Wer am liebsten allein spielt, aber trotzdem bequem sitzen möchte, entscheidet sich bevorzugt für einen Gaming Sessel. Hier kann ein guter TV-Sessel herhalten. Es gibt im Handel aber auch spezielle Gaming-Stühle mit üppiger Polsterung. Sie sind angenehm weich, damit auch über längere Zeit darauf gesessen werden kann. Außerdem sind sie ergonomisch geformt, weshalb sie einen gesundheitsfördernden Sitzkomfort bieten. Die meisten dieser Gaming-Stühle werden mit einem passenden Hocker angeboten, sodass sich die Beine ablegen lassen. Alternativ darf auf einen Sitzsack ausgewichen werden.

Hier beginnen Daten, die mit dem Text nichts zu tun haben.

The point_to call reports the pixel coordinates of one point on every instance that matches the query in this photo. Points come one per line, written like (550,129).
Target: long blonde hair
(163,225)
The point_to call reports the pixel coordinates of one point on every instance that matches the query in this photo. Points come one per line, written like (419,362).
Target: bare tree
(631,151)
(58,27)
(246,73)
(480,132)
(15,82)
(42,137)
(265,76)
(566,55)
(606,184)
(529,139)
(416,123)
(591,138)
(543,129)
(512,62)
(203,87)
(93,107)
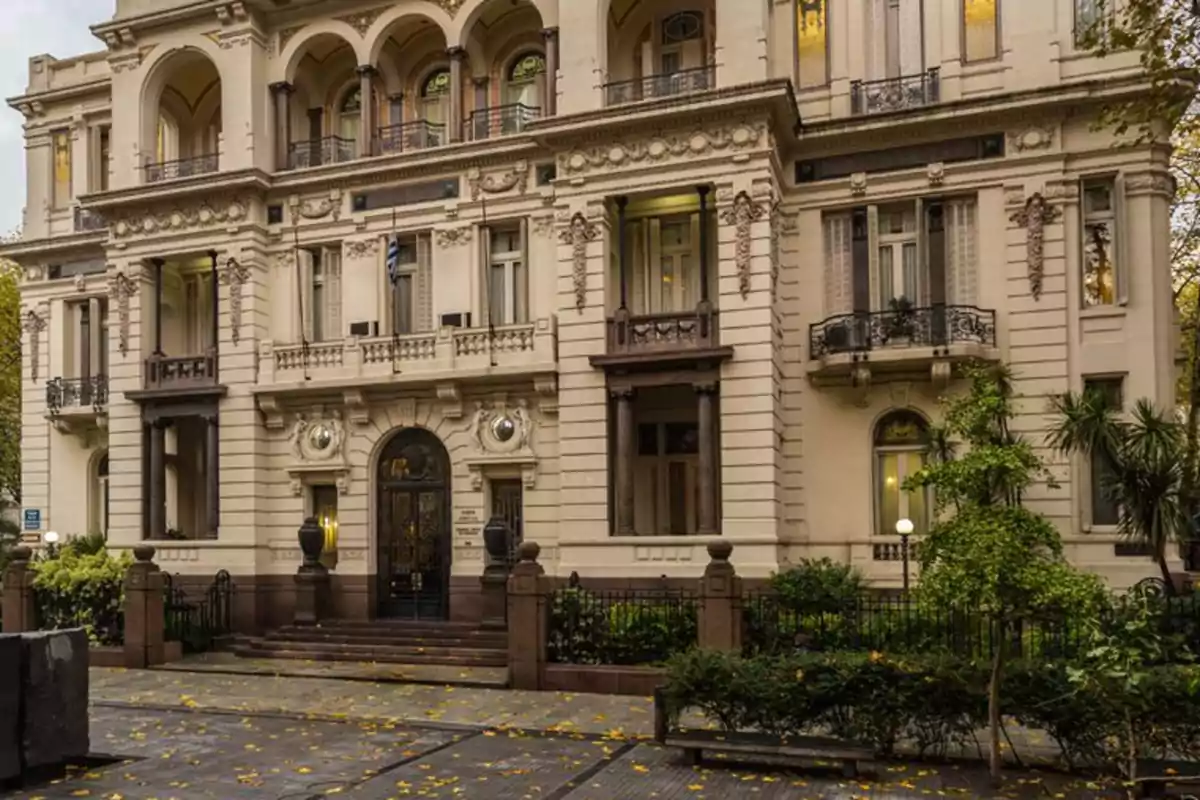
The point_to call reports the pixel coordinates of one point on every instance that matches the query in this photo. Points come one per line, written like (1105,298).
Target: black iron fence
(77,392)
(625,627)
(905,326)
(196,623)
(665,85)
(895,94)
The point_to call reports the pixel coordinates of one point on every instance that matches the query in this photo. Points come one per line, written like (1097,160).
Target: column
(213,473)
(456,54)
(366,96)
(625,449)
(706,476)
(282,94)
(157,479)
(551,102)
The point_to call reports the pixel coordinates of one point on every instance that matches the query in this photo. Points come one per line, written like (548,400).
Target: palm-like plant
(1144,459)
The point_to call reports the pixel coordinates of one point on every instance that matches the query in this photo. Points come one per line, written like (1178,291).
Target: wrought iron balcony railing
(77,392)
(933,326)
(499,120)
(672,331)
(894,94)
(88,220)
(168,170)
(665,85)
(181,372)
(417,134)
(315,152)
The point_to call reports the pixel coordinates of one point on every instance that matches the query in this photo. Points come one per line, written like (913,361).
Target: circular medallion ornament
(503,428)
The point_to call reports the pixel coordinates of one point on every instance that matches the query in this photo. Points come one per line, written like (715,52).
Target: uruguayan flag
(394,259)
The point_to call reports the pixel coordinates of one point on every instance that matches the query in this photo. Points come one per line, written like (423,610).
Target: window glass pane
(811,42)
(979,29)
(889,492)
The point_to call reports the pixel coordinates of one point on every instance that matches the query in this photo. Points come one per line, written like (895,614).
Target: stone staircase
(400,642)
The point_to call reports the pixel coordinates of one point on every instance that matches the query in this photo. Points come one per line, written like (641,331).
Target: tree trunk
(994,721)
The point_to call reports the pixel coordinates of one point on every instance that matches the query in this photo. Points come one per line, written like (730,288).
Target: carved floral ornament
(1035,217)
(577,234)
(743,214)
(700,143)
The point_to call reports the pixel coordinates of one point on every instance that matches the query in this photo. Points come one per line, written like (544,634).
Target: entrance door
(413,527)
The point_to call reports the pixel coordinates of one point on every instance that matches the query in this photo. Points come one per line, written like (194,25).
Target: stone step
(311,651)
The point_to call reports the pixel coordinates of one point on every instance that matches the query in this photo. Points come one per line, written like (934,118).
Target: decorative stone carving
(361,20)
(733,138)
(1035,217)
(577,235)
(120,289)
(34,324)
(453,236)
(515,179)
(743,214)
(204,215)
(234,275)
(361,247)
(1031,138)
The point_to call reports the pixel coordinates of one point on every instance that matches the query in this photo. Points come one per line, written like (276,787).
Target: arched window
(901,443)
(526,78)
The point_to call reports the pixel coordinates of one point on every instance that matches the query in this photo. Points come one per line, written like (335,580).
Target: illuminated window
(60,142)
(901,440)
(981,30)
(811,43)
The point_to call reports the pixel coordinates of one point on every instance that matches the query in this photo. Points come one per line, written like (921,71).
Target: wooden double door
(413,527)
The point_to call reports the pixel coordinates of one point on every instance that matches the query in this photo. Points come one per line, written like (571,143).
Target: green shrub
(82,590)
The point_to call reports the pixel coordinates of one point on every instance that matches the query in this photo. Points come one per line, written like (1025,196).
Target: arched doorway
(413,527)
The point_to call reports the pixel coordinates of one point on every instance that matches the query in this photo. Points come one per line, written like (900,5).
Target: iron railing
(181,372)
(689,330)
(895,94)
(499,120)
(195,624)
(315,152)
(77,392)
(928,326)
(417,134)
(85,221)
(630,626)
(684,82)
(167,170)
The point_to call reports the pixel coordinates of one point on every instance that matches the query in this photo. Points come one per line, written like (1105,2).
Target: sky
(30,28)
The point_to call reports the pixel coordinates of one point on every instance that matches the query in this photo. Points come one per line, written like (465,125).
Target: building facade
(629,275)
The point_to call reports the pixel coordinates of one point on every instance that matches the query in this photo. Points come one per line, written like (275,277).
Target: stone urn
(312,541)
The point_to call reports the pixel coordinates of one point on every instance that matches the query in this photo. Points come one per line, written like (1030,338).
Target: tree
(1144,465)
(989,555)
(10,382)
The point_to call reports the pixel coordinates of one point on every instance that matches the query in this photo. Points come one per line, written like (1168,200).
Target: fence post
(720,600)
(144,618)
(18,594)
(527,619)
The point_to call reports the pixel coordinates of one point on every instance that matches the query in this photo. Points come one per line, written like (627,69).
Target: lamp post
(904,527)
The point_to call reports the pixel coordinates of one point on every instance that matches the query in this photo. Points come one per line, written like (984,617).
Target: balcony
(88,221)
(663,341)
(180,374)
(664,85)
(499,120)
(169,170)
(894,94)
(418,134)
(904,340)
(316,152)
(447,354)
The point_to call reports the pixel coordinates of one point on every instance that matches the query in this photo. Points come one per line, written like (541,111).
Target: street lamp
(904,527)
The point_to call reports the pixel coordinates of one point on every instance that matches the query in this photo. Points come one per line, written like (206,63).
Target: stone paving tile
(225,757)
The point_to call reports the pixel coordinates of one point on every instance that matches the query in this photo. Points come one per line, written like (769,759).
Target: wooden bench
(813,749)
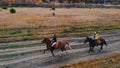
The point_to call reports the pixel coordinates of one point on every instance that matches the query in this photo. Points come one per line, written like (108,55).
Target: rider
(54,39)
(96,37)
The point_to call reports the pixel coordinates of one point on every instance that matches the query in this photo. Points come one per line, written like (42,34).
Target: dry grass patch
(106,62)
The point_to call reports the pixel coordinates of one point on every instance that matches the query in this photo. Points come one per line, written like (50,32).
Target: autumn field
(21,35)
(106,62)
(35,23)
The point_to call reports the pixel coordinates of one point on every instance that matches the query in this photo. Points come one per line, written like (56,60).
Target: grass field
(36,23)
(106,62)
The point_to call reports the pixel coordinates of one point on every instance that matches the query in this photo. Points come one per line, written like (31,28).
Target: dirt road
(36,58)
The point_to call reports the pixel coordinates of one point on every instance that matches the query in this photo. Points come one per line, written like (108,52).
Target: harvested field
(21,35)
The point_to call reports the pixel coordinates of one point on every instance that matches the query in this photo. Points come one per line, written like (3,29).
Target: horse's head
(46,40)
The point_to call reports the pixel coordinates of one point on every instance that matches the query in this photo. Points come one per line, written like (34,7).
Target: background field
(35,23)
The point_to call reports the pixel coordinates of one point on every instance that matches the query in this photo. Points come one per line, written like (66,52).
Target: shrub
(12,10)
(4,7)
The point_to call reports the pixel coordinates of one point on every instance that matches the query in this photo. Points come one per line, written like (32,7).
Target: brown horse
(61,45)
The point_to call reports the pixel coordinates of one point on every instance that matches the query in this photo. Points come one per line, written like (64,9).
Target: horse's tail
(68,45)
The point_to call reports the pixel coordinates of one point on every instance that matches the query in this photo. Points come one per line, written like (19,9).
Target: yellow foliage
(40,1)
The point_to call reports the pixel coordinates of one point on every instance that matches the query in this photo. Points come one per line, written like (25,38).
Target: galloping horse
(61,45)
(92,43)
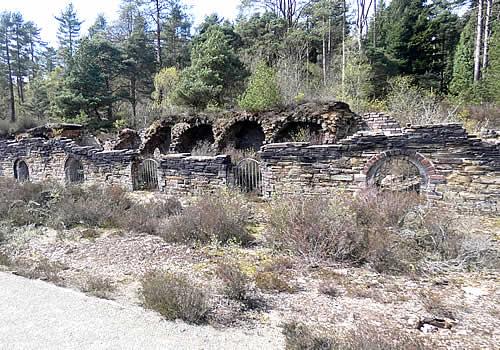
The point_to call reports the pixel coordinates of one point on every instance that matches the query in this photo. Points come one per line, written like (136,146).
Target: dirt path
(38,315)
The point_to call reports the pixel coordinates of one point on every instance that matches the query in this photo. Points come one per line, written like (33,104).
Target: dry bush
(301,337)
(150,218)
(313,228)
(273,282)
(43,269)
(175,297)
(5,259)
(236,283)
(99,287)
(223,217)
(94,206)
(330,288)
(435,305)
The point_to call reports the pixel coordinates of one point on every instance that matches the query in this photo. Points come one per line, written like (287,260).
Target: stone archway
(400,170)
(243,134)
(73,171)
(21,171)
(298,131)
(194,137)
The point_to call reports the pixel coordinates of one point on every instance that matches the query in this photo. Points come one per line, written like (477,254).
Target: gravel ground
(38,315)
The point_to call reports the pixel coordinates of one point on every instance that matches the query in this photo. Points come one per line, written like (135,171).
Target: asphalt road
(38,315)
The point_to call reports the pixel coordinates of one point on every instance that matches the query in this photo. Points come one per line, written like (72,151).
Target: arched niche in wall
(73,171)
(161,139)
(196,137)
(21,171)
(397,170)
(145,175)
(244,134)
(300,132)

Genügend Platz auf dem Schreibtisch

Neben den passenden Sitzmöbeln wird für das Gaming-Zimmer natürlich auch der passende Schreibtisch gebraucht. Schreibtische aus Holz oder mit Glaselementen gibt es in großer Auswahl, entscheidend für Gamer ist vor allem die Nutzfläche. So sollten die Schreibtische ausreichend Platz bieten, damit PC, Monitor und natürlich auch sämtliche Eingabegeräte problemlos abgestellt werden können. Ideal sind Schreibtisch, die über Eck gehen. Sie lassen sich hervorragend an die Wand anstellen und bieten deutlich mehr Stauraum und Platz als es bei einfachen Schreibtischen der Fall ist.

Direkt vor dem Schreibtisch findet natürlich noch der richtige Gaming-Stuhl seinen Platz. Es gibt eine Reihe von  Herstellern, die spezielle Stühle für Gamer anbieten. Sie sind ergonomisch gestaltet und mit speziellen Stützelementen an der Lehne versehen. Dadurch sollen beispielsweise Nacken und Lendenwirbel entlastet werden. Weiterhin sind sie in der Höhe verstellbar, wodurch sie sich perfekt an die eigene Körpergröße anpassen lassen. Bei der Auswahl des Gaming-Stuhls sollte immer auf die Sitzdauer geachtet werden, die von den Herstellern empfohlen wird. Begeisterte Gamer wählen am besten ein Modell, auf dem bis zu acht Stunden gesessen werden kann. Neben dem richtigen Gaming PC und Monitor wird natürlich auch die passende Beleuchtung gebraucht, wobei hier auf einen Spagat zwischen direkter und indirekter Beleuchtung gesetzt wird.